依田一義の不動産blog

依田一義がお送りする住宅に関するあれこれを綴るブログです。

依田一義のエネルギーコラム ~水上式のメガソーラー~

 

水上式のメガソーラーを建設したのは、岐阜県に本社があるイビデンだ。創業100年を超える電子部品やセラミック製品のメーカーだが、1912年の設立当時は電力会社で、その後は建材や炭素製品などを生産してきた。愛知県の高浜市で操業中の「衣浦(きぬうら)事業場」の構内に以前は貯木場があり、その跡地がメガソーラーの設置場所になった。

貯木場の池の水面にフロート式の架台を設置して、7680枚の太陽光パネルを浮かべた。合わせて2MW(メガワット)の発電能力で、2月15日に運転を開始している。これまでに稼働した水上式メガソーラーでは埼玉県の「川島太陽と自然のめぐみソーラーパーク」(発電能力7.5MW)に次いで2番目の規模になる。

年間の発電量は240万kWh(キロワット時)を見込んでいる。一般家庭の使用量(年間3600kWh)に換算して660世帯分に相当する。発電した電力は固定価格買取制度で全量を売電する計画だ。

水上式のメガソーラーは夏の高温時に発電量が低下しにくいことがメリットの1つである。イビデンは太陽光パネルを水上に設置できるフロート式の架台を独自に開発した。素材には軽量で腐食に強い高密度ポリエチレンを採用している。特許を申請中で製品として外販する可能性もある。

 

100年前に水力発電事業を開始

イビデンの前身は「揖斐川(いびがわ)電力」である。岐阜県内を北から南へ流れる揖斐川の上流は水量が豊富で流れが急なため、水力発電に適している。揖斐川電力は1916年に「西横山発電所」(発電能力3000キロワット)を運転開始して以降、揖斐川の流域に水力発電所を拡大してきた。

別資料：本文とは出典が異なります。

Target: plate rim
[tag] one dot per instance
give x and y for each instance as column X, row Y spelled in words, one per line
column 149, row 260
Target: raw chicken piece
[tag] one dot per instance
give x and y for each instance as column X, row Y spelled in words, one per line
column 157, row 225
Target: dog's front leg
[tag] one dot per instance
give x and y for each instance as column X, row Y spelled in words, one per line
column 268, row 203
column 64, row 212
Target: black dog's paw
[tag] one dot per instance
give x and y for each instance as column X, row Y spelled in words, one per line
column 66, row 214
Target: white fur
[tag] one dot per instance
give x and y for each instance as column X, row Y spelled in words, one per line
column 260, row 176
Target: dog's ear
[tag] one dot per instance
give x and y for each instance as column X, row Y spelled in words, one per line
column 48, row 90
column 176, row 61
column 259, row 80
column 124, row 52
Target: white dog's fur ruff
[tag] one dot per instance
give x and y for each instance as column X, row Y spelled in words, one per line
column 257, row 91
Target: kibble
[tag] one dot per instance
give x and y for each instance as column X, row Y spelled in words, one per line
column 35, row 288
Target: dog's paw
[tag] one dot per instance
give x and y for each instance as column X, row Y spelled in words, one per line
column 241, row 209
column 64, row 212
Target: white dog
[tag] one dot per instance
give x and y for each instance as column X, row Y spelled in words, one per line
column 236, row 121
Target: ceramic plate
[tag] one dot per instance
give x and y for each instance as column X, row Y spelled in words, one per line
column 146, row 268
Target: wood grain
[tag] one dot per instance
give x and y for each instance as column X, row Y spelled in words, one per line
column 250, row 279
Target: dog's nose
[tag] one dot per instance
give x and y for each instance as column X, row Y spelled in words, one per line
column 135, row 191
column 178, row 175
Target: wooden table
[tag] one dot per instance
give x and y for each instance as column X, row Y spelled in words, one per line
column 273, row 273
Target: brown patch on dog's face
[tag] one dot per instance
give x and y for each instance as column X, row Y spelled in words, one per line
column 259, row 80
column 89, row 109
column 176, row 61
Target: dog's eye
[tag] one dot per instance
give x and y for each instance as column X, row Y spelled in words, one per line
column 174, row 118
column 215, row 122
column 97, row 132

業態を変えた現在でも3カ所の水力発電所を運営している。老朽化した発電設備を更新しながら、3カ所を合わせて2万6900キロワットの発電能力がある。従来は発電した電力を生産拠点の事業場で消費していたが、2012年度以降に設備を更新した2カ所は固定価格買取制度の認定を受けて売電できるようになった。3カ所の中で最も古い「東横山発電所」(1921年運転開始)の設備も現在更新中だ。

水力のほかにも事業場の構内に高効率のガスコージェネレーションシステムや太陽光発電システムを導入して発電量を拡大してきた。2014年度の実績では国内の事業場で消費した4億4300万kWhの電力のうち、水力で1億kWh、ガスコージェネで6200万kWhを自家消費する一方、残りの2億8000万kWhを他社から購入した。水力発電の売電量は6500万kWhである。

設備を更新中の東横山発電所が稼働すると、同様に発電した電力を売電する見通しだ。固定価格買取制度を適用できれば、売電収入と電力購入費の差額分がコスト削減につながる。新しい設備を導入して発電能力を増強できるため、CO2(二酸化炭素)の排出量を削減するメリットもある。